A Comissão de Direitos Humanos, Minorias e Legislação Participativa, da Assembleia Legislativa de Roraima, encaminhou há aproximadamente 70 dias ao Governo do Estado uma recomendação formal com sugestões, entre outros pontos, indicando que seja cedida ou desapropriada uma área institucional para realocar as pessoas assentadas no local. No último caso, sugeriu a indenização da área para a criação de loteamento de interesse social urbano, visando garantir a moradia aos invasores.

“Fui designado como relator da ocupação do Haras Cunhã Pucá na época. A comissão se reuniu e aprovou meu relatório, que recomenda ao Governo que tome as providências cabíveis para encontrar uma área para essa famílias que são carentes e precisam de apoio governamental. Recomendamos que tudo fosse feito de forma negociada e evitando conflitos”, disse o deputado Soldado Sampaio.

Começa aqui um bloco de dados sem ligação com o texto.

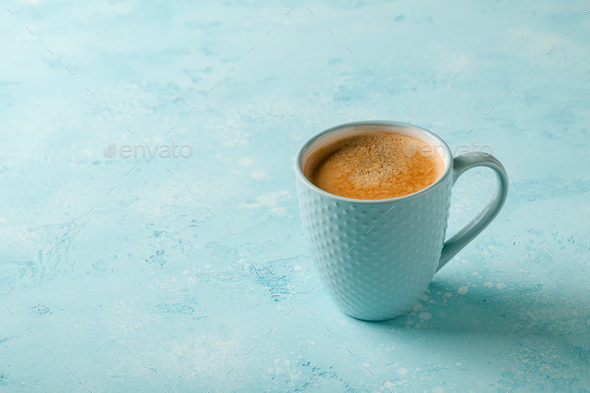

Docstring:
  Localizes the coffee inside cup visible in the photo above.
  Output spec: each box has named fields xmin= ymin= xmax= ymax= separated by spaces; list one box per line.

xmin=303 ymin=131 xmax=445 ymax=200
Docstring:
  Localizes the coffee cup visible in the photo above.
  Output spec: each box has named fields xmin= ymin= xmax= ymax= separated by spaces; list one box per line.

xmin=295 ymin=121 xmax=508 ymax=321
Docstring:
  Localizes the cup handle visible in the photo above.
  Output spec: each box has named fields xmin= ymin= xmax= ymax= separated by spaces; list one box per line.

xmin=436 ymin=154 xmax=508 ymax=272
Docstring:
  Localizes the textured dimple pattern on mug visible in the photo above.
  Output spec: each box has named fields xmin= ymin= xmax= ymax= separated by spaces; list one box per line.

xmin=297 ymin=176 xmax=451 ymax=320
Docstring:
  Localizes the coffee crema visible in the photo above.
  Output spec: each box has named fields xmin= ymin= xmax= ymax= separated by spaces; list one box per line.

xmin=303 ymin=131 xmax=445 ymax=200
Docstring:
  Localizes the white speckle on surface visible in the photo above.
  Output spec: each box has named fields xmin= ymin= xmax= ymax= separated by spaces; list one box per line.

xmin=250 ymin=171 xmax=266 ymax=180
xmin=243 ymin=191 xmax=291 ymax=217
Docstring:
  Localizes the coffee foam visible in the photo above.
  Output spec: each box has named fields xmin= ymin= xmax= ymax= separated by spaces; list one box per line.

xmin=304 ymin=131 xmax=444 ymax=200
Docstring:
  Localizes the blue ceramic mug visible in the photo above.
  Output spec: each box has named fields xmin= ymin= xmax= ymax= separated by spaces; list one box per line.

xmin=295 ymin=121 xmax=508 ymax=321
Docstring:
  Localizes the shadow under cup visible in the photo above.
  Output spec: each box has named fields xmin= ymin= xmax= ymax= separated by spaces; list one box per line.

xmin=295 ymin=122 xmax=452 ymax=321
xmin=295 ymin=121 xmax=508 ymax=321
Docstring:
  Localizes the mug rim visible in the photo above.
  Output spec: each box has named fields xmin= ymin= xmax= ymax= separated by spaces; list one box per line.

xmin=295 ymin=120 xmax=453 ymax=204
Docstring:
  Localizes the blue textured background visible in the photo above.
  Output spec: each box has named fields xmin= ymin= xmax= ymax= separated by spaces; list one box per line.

xmin=0 ymin=0 xmax=590 ymax=393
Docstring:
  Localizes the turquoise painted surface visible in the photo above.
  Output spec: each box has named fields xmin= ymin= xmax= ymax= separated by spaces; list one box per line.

xmin=0 ymin=0 xmax=590 ymax=393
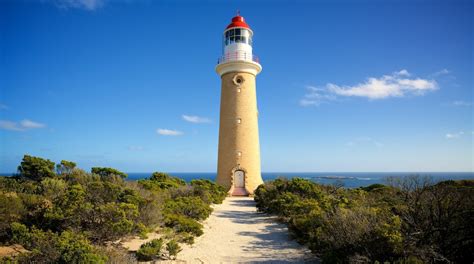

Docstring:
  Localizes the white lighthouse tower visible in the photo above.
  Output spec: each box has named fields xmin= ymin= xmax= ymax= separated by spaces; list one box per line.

xmin=216 ymin=14 xmax=263 ymax=195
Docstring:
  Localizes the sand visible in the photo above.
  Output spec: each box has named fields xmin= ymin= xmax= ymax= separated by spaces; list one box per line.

xmin=177 ymin=197 xmax=319 ymax=263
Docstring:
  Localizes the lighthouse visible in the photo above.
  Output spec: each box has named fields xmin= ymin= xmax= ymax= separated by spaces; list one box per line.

xmin=216 ymin=14 xmax=263 ymax=196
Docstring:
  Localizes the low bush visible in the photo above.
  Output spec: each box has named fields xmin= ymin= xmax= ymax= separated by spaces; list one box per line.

xmin=136 ymin=238 xmax=163 ymax=261
xmin=165 ymin=215 xmax=203 ymax=236
xmin=166 ymin=239 xmax=182 ymax=259
xmin=255 ymin=176 xmax=474 ymax=263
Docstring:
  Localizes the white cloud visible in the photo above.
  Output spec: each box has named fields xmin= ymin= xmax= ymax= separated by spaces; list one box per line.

xmin=51 ymin=0 xmax=105 ymax=11
xmin=453 ymin=100 xmax=472 ymax=106
xmin=127 ymin=146 xmax=144 ymax=151
xmin=446 ymin=131 xmax=464 ymax=139
xmin=300 ymin=69 xmax=438 ymax=106
xmin=156 ymin=128 xmax=184 ymax=136
xmin=20 ymin=119 xmax=45 ymax=129
xmin=432 ymin=69 xmax=451 ymax=77
xmin=181 ymin=115 xmax=211 ymax=124
xmin=346 ymin=137 xmax=384 ymax=147
xmin=300 ymin=86 xmax=336 ymax=106
xmin=0 ymin=119 xmax=46 ymax=131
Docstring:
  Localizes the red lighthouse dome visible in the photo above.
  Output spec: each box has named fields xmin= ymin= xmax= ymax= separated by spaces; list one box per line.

xmin=226 ymin=15 xmax=250 ymax=29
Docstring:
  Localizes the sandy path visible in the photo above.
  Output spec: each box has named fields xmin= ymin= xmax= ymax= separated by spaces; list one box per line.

xmin=178 ymin=197 xmax=318 ymax=263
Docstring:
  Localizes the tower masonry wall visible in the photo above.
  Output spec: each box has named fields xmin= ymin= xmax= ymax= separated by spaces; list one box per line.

xmin=216 ymin=72 xmax=263 ymax=194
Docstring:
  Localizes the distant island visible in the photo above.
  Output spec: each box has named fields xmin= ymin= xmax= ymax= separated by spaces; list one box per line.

xmin=0 ymin=155 xmax=474 ymax=263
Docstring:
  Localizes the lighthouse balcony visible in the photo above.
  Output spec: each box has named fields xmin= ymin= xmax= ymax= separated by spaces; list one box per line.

xmin=217 ymin=51 xmax=260 ymax=64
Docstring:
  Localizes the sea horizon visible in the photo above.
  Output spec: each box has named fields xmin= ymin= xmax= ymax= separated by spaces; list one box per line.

xmin=0 ymin=171 xmax=474 ymax=188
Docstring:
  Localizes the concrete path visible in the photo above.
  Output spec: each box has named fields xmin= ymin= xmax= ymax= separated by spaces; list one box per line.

xmin=177 ymin=197 xmax=319 ymax=263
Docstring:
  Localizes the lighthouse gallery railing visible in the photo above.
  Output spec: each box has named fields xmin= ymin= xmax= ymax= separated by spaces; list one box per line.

xmin=217 ymin=52 xmax=260 ymax=64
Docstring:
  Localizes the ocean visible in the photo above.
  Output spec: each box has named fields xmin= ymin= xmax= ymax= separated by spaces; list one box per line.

xmin=127 ymin=172 xmax=474 ymax=188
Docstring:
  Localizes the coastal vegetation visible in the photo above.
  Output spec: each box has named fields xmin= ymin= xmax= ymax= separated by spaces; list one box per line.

xmin=0 ymin=155 xmax=226 ymax=263
xmin=255 ymin=176 xmax=474 ymax=263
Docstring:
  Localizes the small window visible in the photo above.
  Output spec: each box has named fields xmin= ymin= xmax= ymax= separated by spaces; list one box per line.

xmin=232 ymin=74 xmax=245 ymax=85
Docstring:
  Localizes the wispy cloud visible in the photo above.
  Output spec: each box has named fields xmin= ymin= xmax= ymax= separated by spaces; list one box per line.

xmin=300 ymin=86 xmax=336 ymax=106
xmin=156 ymin=128 xmax=184 ymax=136
xmin=127 ymin=146 xmax=145 ymax=151
xmin=431 ymin=69 xmax=451 ymax=77
xmin=50 ymin=0 xmax=106 ymax=11
xmin=181 ymin=115 xmax=212 ymax=124
xmin=446 ymin=131 xmax=464 ymax=139
xmin=346 ymin=137 xmax=384 ymax=147
xmin=0 ymin=119 xmax=46 ymax=131
xmin=300 ymin=69 xmax=438 ymax=106
xmin=452 ymin=100 xmax=472 ymax=106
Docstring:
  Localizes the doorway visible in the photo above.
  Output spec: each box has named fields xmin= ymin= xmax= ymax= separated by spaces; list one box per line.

xmin=232 ymin=170 xmax=248 ymax=195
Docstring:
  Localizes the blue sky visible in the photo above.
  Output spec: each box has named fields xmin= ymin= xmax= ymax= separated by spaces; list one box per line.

xmin=0 ymin=0 xmax=474 ymax=172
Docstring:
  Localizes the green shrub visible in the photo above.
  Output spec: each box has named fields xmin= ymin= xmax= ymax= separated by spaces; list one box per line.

xmin=166 ymin=239 xmax=182 ymax=259
xmin=191 ymin=180 xmax=227 ymax=204
xmin=165 ymin=215 xmax=203 ymax=236
xmin=136 ymin=238 xmax=163 ymax=261
xmin=165 ymin=197 xmax=212 ymax=220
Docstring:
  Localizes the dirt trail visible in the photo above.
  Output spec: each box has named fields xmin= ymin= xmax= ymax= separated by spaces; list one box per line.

xmin=177 ymin=197 xmax=319 ymax=263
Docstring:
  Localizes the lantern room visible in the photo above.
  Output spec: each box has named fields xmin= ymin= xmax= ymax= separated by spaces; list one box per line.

xmin=218 ymin=14 xmax=258 ymax=64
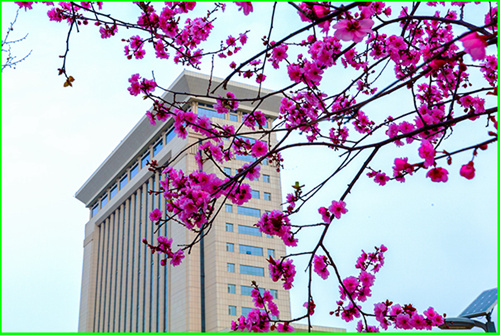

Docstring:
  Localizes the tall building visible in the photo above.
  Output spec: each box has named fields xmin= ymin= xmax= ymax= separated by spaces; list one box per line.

xmin=75 ymin=71 xmax=290 ymax=332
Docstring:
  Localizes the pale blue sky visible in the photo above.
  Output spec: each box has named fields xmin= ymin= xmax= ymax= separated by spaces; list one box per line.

xmin=2 ymin=3 xmax=497 ymax=331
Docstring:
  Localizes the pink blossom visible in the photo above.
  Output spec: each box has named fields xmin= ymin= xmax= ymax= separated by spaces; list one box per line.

xmin=373 ymin=172 xmax=391 ymax=186
xmin=333 ymin=19 xmax=375 ymax=43
xmin=418 ymin=140 xmax=436 ymax=168
xmin=318 ymin=207 xmax=332 ymax=223
xmin=328 ymin=201 xmax=348 ymax=219
xmin=460 ymin=161 xmax=476 ymax=180
xmin=313 ymin=255 xmax=330 ymax=279
xmin=460 ymin=32 xmax=486 ymax=60
xmin=234 ymin=2 xmax=253 ymax=15
xmin=426 ymin=167 xmax=448 ymax=183
xmin=14 ymin=2 xmax=34 ymax=11
xmin=276 ymin=322 xmax=295 ymax=333
xmin=170 ymin=249 xmax=188 ymax=266
xmin=252 ymin=141 xmax=267 ymax=157
xmin=149 ymin=208 xmax=163 ymax=221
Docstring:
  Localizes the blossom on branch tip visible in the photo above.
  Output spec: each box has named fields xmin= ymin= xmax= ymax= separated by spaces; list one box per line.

xmin=328 ymin=200 xmax=348 ymax=219
xmin=149 ymin=208 xmax=163 ymax=221
xmin=426 ymin=167 xmax=448 ymax=183
xmin=460 ymin=32 xmax=486 ymax=60
xmin=313 ymin=255 xmax=330 ymax=279
xmin=332 ymin=19 xmax=375 ymax=43
xmin=460 ymin=161 xmax=476 ymax=180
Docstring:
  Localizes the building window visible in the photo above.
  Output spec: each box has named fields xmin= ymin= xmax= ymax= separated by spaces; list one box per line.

xmin=120 ymin=174 xmax=128 ymax=190
xmin=241 ymin=285 xmax=266 ymax=295
xmin=109 ymin=185 xmax=118 ymax=199
xmin=227 ymin=284 xmax=236 ymax=294
xmin=269 ymin=290 xmax=278 ymax=299
xmin=101 ymin=195 xmax=108 ymax=208
xmin=238 ymin=205 xmax=260 ymax=218
xmin=238 ymin=225 xmax=262 ymax=236
xmin=165 ymin=128 xmax=175 ymax=144
xmin=240 ymin=244 xmax=264 ymax=256
xmin=141 ymin=152 xmax=151 ymax=169
xmin=130 ymin=164 xmax=139 ymax=179
xmin=92 ymin=204 xmax=99 ymax=217
xmin=240 ymin=264 xmax=264 ymax=277
xmin=241 ymin=307 xmax=252 ymax=317
xmin=153 ymin=138 xmax=163 ymax=156
xmin=198 ymin=105 xmax=225 ymax=119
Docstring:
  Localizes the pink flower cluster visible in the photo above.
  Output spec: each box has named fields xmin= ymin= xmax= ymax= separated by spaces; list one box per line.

Oficiais de Justiça denunciam descaso para cumprimento de reintegração de posse

O vice-presidente do Sindicato dos Oficiais de Justiça do Estado de Roraima, Ailton Araújo, afirmou à Folha que os oficiais do Judiciário até agora não entendem os motivos pelos quais a Codesaima reclamava do não cumprimento do mandado de reintegração de posse da área ocupada, “uma vez que era a única responsável pela manutenção das pessoas no local”.

“Primeiramente, a Codesaima se negou em recolher o valor correto referente à diligência do oficial de Justiça, querendo que o oficial de Justiça trabalhasse de graça. Em segundo lugar, se negou a fornecer os meios necessários para o cumprimento do mandado”, disse Araújo.

Segundo o representante da categoria, o oficial de Justiça Ronaldo Marques foi obrigado a cancelar a diligência, porque a empresa pública não forneceu o aparato necessário, como máquinas, pessoal e a infraestrutura necessária, como alimentação e água aos policiais militares que lá permaneceriam por todo o dia. “Desta forma, afirmo que se a reintegração não ocorreu, é por culpa exclusiva da empresa”, assegurou.

No ofício encaminhado pelo oficial ao magistrado do caso, Marques confirmou que precisou desmarcar a reintegração, pois não obteve os meios necessários para o cumprimento da ordem (caminhões, carregadores, alimentação para os policiais). “Já havia sido marcada uma data para a reintegração e que foi desmarcada por “culpa” da parte autora, causando inclusive inconvenientes junto ao comando da PM que já estava mobilizando o efetivo de mais de 100 policiais para a reintegração”, explicou. “Ficaram postergando o cumprimento da ordem de reintegração de posse, sendo que todas as vezes que eu efetuava ligação telefônica não atendiam ou quando comparecia à sede da Codesaima para tratar da reintegração, novamente se postergava. Devolvi o mandado sem cumprimento em virtude do comportamento do representante da parte autora, que demonstrou desinteresse momentâneo ou até mesmo a desistência da reintegração”, concluiu.